"""This modules creates a continuous Q-function network."""

import torch
import torch.nn.functional as F
from garage.torch.modules import MLPModule
from garage.torch.modules.multi_headed_mlp_module import MultiHeadedMLPModule
from torch import nn

from src.modules import AlternateAttention


class AdaptiveMLPQFunction(nn.Module):
    """
    Implements a continuous MLP Q-value network.

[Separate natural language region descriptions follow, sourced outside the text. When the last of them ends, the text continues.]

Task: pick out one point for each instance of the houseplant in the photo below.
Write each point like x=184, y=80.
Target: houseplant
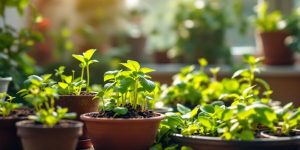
x=14, y=62
x=201, y=28
x=123, y=121
x=46, y=129
x=193, y=86
x=252, y=121
x=272, y=32
x=8, y=132
x=75, y=93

    It predicts the Q-value for all actions based on the history of experiments.
    It uses a PyTorch neural network module to fit the function of Q(s, a).
    Inputs to the encoder should be of the shape
    (batch_dim, history_length, obs_dim)

    Args:
            env_spec (garage.envs.env_spec.EnvSpec): Environment specification.
            encoder_sizes (list[int]): Output dimension of dense layer(s) for
            the MLP for encoder. For example, (32, 32) means the MLP consists
            of two hidden layers, each with 32 hidden units.
        encoder_nonlinearity (callable): Activation function for intermediate
            dense layer(s) of encoder. It should return a torch.Tensor. Set it
            to None to maintain a linear activation.
        encoder_output_nonlinearity (callable): Activation function for encoder
            output dense layer. It should return a torch.Tensor. Set it to None
            to maintain a linear activation.
        encoding_dim (int): Output dimension of output dense layer for encoder.
        emitter_sizes (list[int]): Output dimension of dense layer(s) for
            the MLP for emitter.
        emitter_nonlinearity (callable): Activation function for intermediate
            dense layer(s) of emitter.
        emitter_output_nonlinearity (callable): Activation function for emitter
            output dense layer.
    """

    def __init__(
        self,
        env_spec,
        encoder_sizes=(32, 32),
        encoder_nonlinearity=nn.ReLU,
        encoder_output_nonlinearity=None,
        encoding_dim=16,
        emitter_sizes=(32, 32),
        emitter_nonlinearity=nn.ReLU,
        emitter_output_nonlinearity=None,
        **kwargs,
    ):
        super().__init__()
        self._env_spec = env_spec
        self._obs_dim = env_spec.observation_space.flat_dim
        self._action_dim = env_spec.action_space.flat_dim

        self._encoder = MLPModule(
            input_dim=self._obs_dim,
            output_dim=encoding_dim,
            hidden_sizes=encoder_sizes,
            hidden_nonlinearity=encoder_nonlinearity,
            output_nonlinearity=encoder_output_nonlinearity,
            **kwargs,
        )

        self._emitter = MLPModule(
            input_dim=encoding_dim + self._action_dim,
            output_dim=1,
            hidden_sizes=emitter_sizes,
            hidden_nonlinearity=emitter_nonlinearity,
            output_nonlinearity=emitter_output_nonlinearity,
            **kwargs,
        )

    def forward(self, observations, actions, mask=None):
        """Return Q-value(s)."""
        encoding = self._encoder.forward(observations)
        if mask is not None:
            encoding = encoding * mask
        pooled_encoding = encoding.sum(dim=-2)
        if self._env_spec.action_space.is_discrete and actions.shape[-1] == 1:
            actions = F.one_hot(actions.squeeze(dim=-1), self._action_dim)
        return self._emitter.forward(torch.cat([pooled_encoding, actions], -1))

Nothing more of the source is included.